Sometime later- though he never knew exactly how long later- Jonathon awoke in his own home unaware the happenings of the previous vision. He had been in the hospital until the night before, or so he assumed. He did remember the car crash and wondered that he was still alive. He thought he was going to die in that split second before the car hit him. But he didn’t, he was, indeed, alive.
He rose from the bed, showered, shaved, and began to dress.
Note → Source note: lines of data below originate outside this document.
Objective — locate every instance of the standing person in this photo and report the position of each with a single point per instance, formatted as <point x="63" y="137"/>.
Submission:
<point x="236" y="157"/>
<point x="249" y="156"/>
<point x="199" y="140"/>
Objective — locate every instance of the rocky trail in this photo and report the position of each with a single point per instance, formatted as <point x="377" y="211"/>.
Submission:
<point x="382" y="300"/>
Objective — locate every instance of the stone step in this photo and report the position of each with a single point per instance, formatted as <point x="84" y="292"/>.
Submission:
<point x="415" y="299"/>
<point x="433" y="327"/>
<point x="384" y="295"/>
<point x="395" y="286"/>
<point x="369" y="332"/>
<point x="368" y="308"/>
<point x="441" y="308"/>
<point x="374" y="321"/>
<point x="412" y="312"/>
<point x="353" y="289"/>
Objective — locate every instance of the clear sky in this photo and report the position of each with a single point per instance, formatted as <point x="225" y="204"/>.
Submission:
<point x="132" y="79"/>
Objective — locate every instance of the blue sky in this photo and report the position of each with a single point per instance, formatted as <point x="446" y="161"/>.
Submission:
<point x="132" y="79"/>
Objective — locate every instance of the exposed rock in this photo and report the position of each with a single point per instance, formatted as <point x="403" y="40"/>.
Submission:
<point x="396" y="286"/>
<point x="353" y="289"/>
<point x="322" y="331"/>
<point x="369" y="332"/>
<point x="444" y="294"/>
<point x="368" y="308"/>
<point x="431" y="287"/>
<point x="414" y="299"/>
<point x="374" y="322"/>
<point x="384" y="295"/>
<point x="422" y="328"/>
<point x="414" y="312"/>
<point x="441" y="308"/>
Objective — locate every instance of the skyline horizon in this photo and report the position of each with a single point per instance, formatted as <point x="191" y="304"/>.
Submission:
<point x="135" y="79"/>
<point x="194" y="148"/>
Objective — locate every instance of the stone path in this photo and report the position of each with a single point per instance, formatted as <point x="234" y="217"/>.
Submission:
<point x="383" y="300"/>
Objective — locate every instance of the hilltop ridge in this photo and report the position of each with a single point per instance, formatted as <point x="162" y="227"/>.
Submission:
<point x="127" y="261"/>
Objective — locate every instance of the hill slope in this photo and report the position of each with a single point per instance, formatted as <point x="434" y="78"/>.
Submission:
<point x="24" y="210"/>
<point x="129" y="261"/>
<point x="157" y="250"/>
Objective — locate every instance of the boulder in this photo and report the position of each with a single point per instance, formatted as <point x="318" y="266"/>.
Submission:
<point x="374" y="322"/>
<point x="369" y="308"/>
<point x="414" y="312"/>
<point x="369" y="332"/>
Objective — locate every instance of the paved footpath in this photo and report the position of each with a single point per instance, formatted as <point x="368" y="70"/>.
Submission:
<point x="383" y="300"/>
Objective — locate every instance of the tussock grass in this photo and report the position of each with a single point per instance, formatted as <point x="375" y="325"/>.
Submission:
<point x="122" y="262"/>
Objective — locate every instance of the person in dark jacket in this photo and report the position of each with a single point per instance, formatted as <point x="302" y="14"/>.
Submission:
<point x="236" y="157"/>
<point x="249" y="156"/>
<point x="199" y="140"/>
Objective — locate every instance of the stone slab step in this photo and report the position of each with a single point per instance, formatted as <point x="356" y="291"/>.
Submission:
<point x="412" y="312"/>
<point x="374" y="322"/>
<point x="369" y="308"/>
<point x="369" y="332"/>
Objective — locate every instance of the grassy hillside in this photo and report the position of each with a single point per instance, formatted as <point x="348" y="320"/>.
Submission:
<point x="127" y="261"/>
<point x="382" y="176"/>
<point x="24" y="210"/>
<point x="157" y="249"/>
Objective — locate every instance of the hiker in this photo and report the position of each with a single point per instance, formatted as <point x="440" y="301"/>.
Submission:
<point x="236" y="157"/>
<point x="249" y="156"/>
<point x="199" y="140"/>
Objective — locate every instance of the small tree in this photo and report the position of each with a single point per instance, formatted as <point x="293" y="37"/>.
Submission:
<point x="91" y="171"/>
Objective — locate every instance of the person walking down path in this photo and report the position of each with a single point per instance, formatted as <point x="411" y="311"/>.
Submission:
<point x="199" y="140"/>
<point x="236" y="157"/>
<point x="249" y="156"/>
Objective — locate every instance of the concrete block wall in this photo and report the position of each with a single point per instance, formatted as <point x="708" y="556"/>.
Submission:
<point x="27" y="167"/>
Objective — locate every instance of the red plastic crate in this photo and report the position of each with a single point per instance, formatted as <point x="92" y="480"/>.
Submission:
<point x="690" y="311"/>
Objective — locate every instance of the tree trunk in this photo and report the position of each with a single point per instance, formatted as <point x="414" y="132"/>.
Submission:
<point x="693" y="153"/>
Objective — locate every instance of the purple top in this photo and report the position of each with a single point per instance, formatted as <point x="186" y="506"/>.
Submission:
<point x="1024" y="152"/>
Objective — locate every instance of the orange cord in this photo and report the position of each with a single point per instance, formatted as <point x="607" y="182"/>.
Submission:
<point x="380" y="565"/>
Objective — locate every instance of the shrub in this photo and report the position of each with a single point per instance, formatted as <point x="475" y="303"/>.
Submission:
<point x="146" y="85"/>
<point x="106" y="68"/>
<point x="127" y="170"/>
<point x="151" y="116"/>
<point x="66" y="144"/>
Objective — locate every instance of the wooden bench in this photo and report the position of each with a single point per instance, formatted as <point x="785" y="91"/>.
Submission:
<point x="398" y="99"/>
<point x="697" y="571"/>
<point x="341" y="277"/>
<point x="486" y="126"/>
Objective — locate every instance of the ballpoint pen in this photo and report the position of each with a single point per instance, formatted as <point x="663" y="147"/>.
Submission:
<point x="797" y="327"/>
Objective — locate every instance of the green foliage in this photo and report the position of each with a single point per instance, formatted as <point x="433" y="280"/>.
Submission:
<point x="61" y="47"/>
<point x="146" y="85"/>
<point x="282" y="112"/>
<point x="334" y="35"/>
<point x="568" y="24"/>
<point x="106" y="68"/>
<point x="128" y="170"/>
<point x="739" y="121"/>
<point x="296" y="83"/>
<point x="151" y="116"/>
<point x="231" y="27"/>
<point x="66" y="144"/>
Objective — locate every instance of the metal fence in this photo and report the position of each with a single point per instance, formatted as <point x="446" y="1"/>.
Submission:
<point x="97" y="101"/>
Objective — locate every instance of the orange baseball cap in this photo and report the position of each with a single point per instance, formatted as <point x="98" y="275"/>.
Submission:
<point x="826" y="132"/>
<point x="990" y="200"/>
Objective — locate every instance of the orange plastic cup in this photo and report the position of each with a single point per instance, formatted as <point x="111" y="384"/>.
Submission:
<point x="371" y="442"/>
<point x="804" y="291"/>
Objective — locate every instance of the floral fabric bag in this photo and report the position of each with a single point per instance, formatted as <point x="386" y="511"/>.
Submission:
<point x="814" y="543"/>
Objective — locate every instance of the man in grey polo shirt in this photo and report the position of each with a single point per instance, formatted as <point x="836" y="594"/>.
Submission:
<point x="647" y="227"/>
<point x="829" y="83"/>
Having put on his pants he opened his closet and retrieved a shirt. Blue and red in the patterns of plaid. He buttoned. He reached for his coat but stopped suddenly for behind his brown tweed there rested a gun, its butt covered by a newspaper clipping and a map. He studied the items for a moment and with a shrug wrapped them in the folds of the jacket. He did so as if it was a daily ritual. He went to the kitchen, made coffee and toast, enjoyed them, opened the front door, and through it he walked, slamming it behind him. He walked down his stoop, across the street and caught the bus. It was a normal day. Life went on. For Jonathon Redimo, at any rate.
Today was the day he would pay his ransom, today the deed would be done. One life for another, one evil for a good.